Era un jardín sonriente

por Roberto Alonso Domínguez

El Jardín era como la verde sonrisa, un poco melancólica, de la ciudad austera y dorada. En su algo más de media hectárea, bajo la carpa de los corpulentos y antañones árboles, por los breves y sinuosos viales, en las perfectas y sombreadas glorietas y hasta en los anchurosos y cartesianos paseos laterales vagaba algo así como un transparente y acogedor misterio. Unas casi vegetales construcciones nombraban mudamente aquellas angosturas y aquellos espacios sin nombre. El templete, invernadero de apagadas melodías que, por San Juan, florecían bulliciosamente. El pilón, espejo oscuro de la fragosa enramada. La casa del jardinero, apunte rústico entre la vegetación urbanizada. La fuente, casi feliz, como la del crédulo olvido del poeta, manando en la memoria morisca de los tiempos. El quiosco, crujiente de patatas fritas y como perpetuamente endomingado de gaseosas y chupilargos...

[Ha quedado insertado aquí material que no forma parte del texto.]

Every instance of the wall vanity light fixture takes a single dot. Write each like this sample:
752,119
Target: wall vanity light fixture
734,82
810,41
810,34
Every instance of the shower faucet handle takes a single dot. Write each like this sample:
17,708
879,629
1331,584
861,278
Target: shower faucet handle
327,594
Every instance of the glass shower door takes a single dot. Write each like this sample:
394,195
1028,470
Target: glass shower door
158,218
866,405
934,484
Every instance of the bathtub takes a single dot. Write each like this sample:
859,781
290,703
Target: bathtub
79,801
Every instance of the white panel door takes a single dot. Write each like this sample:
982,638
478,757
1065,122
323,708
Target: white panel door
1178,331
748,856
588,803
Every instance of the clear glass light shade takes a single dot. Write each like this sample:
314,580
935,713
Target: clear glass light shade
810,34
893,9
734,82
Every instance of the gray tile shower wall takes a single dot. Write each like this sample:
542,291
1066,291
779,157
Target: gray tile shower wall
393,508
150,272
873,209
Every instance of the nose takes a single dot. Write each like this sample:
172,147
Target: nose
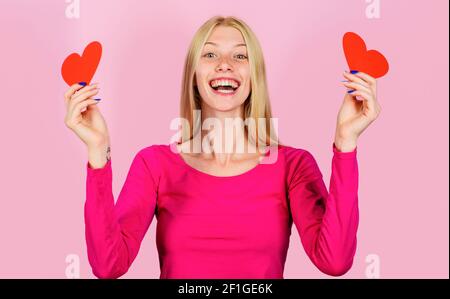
224,65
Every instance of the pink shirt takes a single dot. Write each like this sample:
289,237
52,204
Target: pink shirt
223,227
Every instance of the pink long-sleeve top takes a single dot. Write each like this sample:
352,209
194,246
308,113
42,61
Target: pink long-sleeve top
223,227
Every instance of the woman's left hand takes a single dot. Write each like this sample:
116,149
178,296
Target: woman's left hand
356,115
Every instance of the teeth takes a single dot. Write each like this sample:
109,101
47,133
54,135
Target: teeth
216,83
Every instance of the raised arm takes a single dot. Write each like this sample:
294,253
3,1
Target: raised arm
114,232
327,222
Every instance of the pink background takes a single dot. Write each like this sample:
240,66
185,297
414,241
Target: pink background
403,155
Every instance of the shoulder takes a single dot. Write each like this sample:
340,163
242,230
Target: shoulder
154,157
299,162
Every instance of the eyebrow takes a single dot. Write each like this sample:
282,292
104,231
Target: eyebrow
214,44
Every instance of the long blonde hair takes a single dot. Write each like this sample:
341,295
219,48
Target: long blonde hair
256,106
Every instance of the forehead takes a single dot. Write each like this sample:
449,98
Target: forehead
226,36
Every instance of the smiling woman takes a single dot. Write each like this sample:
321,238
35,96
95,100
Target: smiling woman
225,76
220,215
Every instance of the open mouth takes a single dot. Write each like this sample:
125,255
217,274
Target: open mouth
224,86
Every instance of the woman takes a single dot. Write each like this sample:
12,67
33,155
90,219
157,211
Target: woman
223,214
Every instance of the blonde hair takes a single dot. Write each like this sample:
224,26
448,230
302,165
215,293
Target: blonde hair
256,106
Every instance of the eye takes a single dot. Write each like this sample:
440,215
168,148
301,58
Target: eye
207,54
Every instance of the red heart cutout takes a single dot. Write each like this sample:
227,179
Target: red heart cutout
78,68
358,58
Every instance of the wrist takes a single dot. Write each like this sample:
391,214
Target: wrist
345,145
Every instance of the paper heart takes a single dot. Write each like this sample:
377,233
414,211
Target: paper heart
358,58
78,68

Era en verdad hermoso aquel pequeño laberinto de veredas fragantes y de plazoletas sombrías, de una casi decadente belleza, que revelaba su secreto y complicado encanto en los dos anchurosos paseos del sol y de la sombra.

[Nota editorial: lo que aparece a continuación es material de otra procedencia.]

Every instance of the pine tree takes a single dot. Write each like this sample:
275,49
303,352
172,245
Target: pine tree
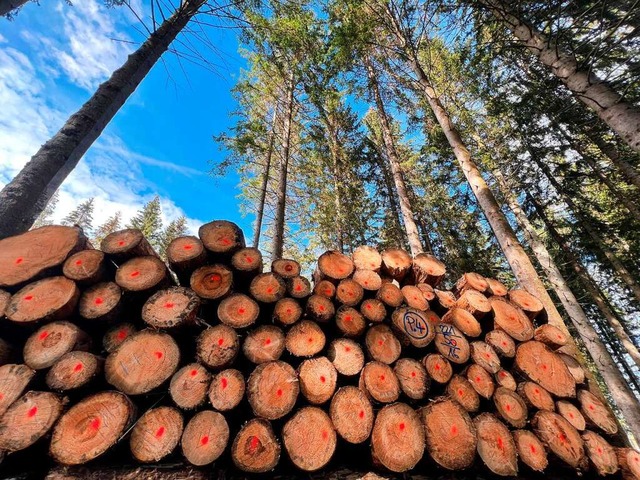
82,216
112,224
149,221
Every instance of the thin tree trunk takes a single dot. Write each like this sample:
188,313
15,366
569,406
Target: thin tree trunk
22,200
265,179
621,116
278,238
517,258
8,6
394,163
585,223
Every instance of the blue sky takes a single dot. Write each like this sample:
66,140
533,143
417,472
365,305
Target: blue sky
52,58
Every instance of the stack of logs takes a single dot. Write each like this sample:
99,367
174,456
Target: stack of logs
210,358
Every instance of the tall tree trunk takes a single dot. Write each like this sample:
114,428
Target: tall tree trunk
265,178
283,171
517,258
8,6
394,163
621,116
22,200
586,224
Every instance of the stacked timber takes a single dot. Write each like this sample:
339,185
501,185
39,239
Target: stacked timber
212,356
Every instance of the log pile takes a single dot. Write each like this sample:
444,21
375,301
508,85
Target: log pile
214,357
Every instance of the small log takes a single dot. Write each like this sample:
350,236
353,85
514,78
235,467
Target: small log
13,380
247,262
286,268
536,396
272,390
461,390
142,362
142,274
73,370
37,252
205,438
629,461
212,282
452,344
396,263
217,347
505,379
125,244
346,356
28,419
320,308
397,438
352,414
86,267
373,310
538,363
367,279
309,439
379,382
287,311
305,339
484,355
298,287
91,427
510,407
366,258
450,434
170,308
189,386
324,288
334,265
463,321
256,448
222,238
551,336
475,303
560,437
44,300
413,378
576,370
438,367
185,255
531,451
264,344
471,281
156,434
415,327
226,390
349,292
596,412
116,335
571,413
481,380
427,269
414,298
49,343
318,378
531,306
496,446
390,295
350,321
101,302
501,342
495,288
601,454
382,345
238,311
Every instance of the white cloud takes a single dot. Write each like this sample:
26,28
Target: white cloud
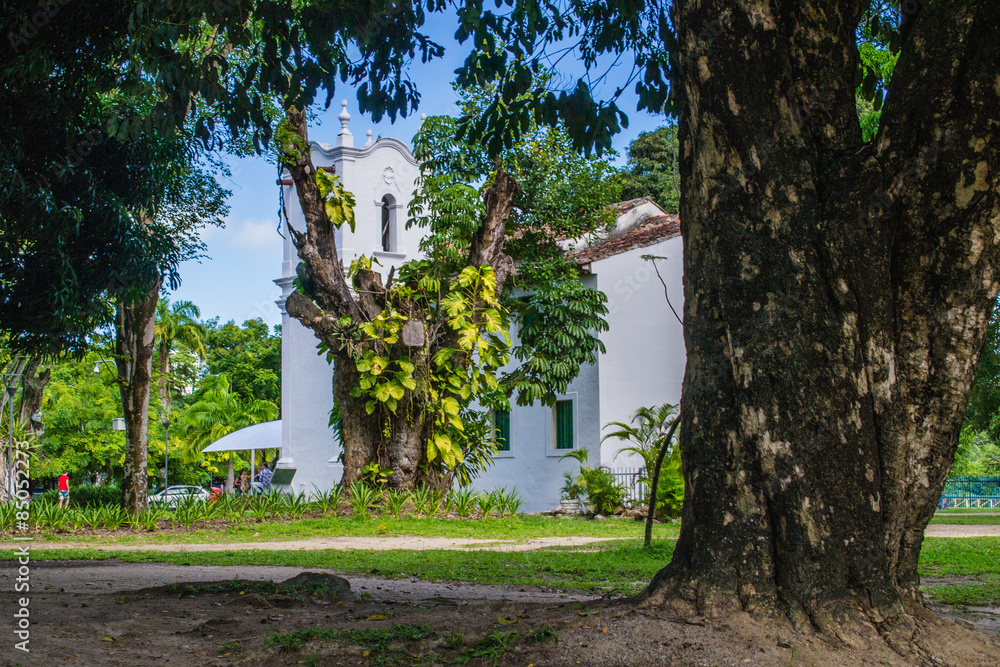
253,235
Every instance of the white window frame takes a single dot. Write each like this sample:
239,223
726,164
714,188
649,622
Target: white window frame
551,450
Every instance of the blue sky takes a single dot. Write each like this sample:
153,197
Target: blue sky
235,281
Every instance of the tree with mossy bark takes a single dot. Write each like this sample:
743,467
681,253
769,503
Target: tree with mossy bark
417,360
837,295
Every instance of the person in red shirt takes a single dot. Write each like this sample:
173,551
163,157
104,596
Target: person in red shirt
64,490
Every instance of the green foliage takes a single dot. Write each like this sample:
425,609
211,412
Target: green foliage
361,497
395,501
460,370
647,432
652,169
878,64
978,454
338,202
249,355
595,485
464,501
218,413
561,319
563,196
375,475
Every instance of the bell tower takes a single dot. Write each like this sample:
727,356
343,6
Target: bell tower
381,175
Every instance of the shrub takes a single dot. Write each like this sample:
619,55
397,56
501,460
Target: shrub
603,492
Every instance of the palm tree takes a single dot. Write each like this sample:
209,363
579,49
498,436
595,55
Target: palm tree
219,412
648,431
176,322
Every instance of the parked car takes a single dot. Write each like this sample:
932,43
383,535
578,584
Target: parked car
174,495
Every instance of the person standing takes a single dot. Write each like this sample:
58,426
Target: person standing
264,475
64,490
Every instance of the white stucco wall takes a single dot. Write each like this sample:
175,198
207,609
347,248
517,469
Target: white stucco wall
532,464
379,168
644,363
645,358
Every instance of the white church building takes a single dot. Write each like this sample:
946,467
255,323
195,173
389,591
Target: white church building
643,364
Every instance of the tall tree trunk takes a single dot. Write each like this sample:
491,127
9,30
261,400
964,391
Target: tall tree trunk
134,333
164,373
395,441
836,302
33,385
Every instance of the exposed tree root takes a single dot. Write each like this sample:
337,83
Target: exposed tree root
911,632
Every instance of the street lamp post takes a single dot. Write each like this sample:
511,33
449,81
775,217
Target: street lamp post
166,452
11,392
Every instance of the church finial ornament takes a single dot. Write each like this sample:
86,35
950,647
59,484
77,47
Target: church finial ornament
345,138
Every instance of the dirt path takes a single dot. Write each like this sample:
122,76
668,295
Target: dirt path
82,613
407,542
955,530
414,543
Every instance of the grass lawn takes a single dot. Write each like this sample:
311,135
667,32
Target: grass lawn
615,566
966,518
621,565
513,528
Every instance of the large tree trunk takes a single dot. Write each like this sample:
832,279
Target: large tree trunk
836,302
33,385
134,329
396,441
164,373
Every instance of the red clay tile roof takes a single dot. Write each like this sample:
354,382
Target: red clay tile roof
650,231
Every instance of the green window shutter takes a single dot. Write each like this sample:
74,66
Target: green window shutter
501,422
564,424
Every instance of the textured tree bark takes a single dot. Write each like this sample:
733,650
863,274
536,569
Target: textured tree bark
836,302
164,371
394,441
33,385
134,333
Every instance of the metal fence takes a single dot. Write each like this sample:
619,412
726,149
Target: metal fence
971,493
628,479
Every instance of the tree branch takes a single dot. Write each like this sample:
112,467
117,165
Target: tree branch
317,247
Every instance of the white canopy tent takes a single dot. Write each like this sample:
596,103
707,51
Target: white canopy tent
258,436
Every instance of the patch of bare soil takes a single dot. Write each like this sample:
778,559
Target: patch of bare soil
111,613
957,530
407,542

La Rosaleda era un mundo aparte. Allí la geometría perenne y el efímero colorido de las rosas daban su apolíneo contrapunto al dionisíaco laberinto y al estallido de toda la gama de los verdes, rebosando en el gran rectángulo.

Y de regalo, de fabuloso regalo, el alto y pétreo alféizar por donde la mirada se perdía, sobre los ocres del paisaje, hasta topar invariablemente con la tallada aguamarina del Teleno.

Sí, era hermoso el Jardín, como un pequeño mundo, distinto y distante, dentro del henchido y sosegado universo de Astorga.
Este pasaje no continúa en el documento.